Moving away from A/B Tests

I’ve long been an advocate of using A/B tests to build things. That’s slowly starting to change.

Ever since Markus Frind introduced the concept of “intuition guides, data decides” to me nearly two years ago, I’ve been A/B testing my way through life. Recently, however, I’ve found myself subconsciously moving away from the darling in my development toolkit. What could be happening? After some introspection, I think I’ve figured it out:

A/B tests are really, really hard to do right

The simplicity of setting up an A/B test is one of the approach’s biggest problems. Because pretty much any variation can be considered an A/B test, it’s very easy to build a bad or overly broad hypothesis. It’s also incredibly hard to collect the proper analysis data for an A/B test, and very easy to misinterpret that data during analysis.

I’ve found that the majority of my A/B tests have had a certain amount of bias towards one variant. Perhaps I’m comparing an exciting new design against an existing version, or testing my approach over a team-mate’s. As much as I would like to claim I have total impartiality, I can think of many situations when I’ve been secretly rooting for one variant.

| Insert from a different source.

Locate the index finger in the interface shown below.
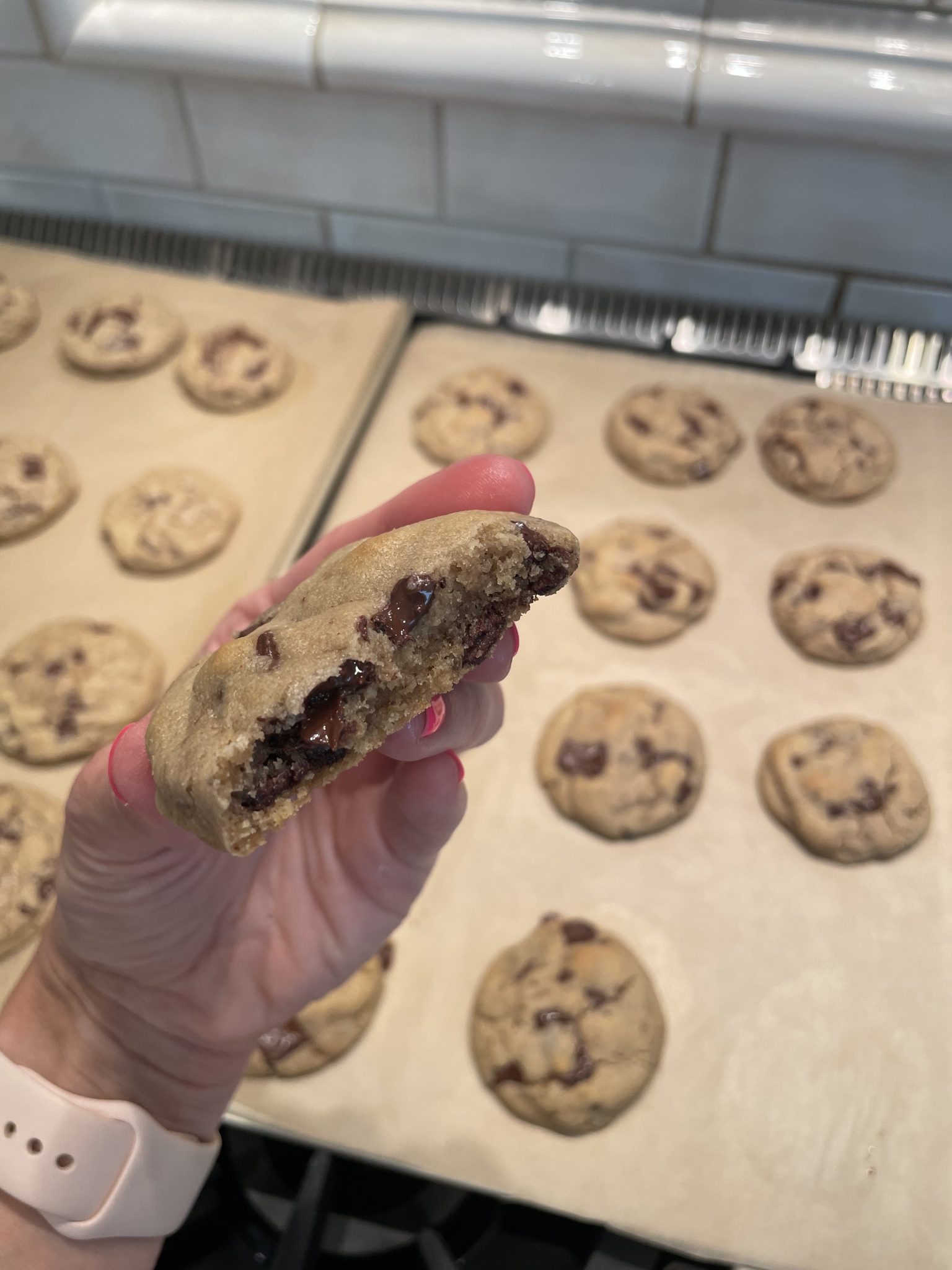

So I’m a little biased — is that a big deal? The data should be the ultimate judge over which variant makes it. Unfortunately, data analysis is an art as much as a science. When the seed of an outcome is planted in someone’s head, it’s usually pretty easy to find the right data to back up your claim.

I was recently doing an analysis on a new dashboard I had been testing out. I was worried the new version wouldn’t drive traffic to the right destination, and the numbers were backing up my concern. It wasn’t until a little while later that I realized that I was looking at traffic across all devices; traffic from mobile devices, which the page had not been optimized for, was driving the overall conversion down. I found myself going through a total reversal of my original conclusion; not only was the feature working, but we were desperately in need of mobile optimizations!

So, if A/B testing is error prone, what can we do about it?

For starters, practice makes perfect. Like all skills, understanding how to build a solid A/B test takes time and effort. Over time, common traps emerge and can be squashed.

Like all powerful tools, A/B tests need to be given respect. Tests can be great at making your product better, but they have a specific place in development. Tests work well when you’re fine tuning a small detail; if you test a massive variation, you will find your test is worthless. Tests can’t be rushed; you must give yourself enough time to develop a hypothesis, make sure the correct data is being collected, and think about pitfalls while you’re analyzing the results.

Two years after falling in love with A/B tests, I’ve started delegating them to a smaller role. They’ll still take an important place in my development toolkit, but I’m not relying on them nearly as much for major features and design decisions.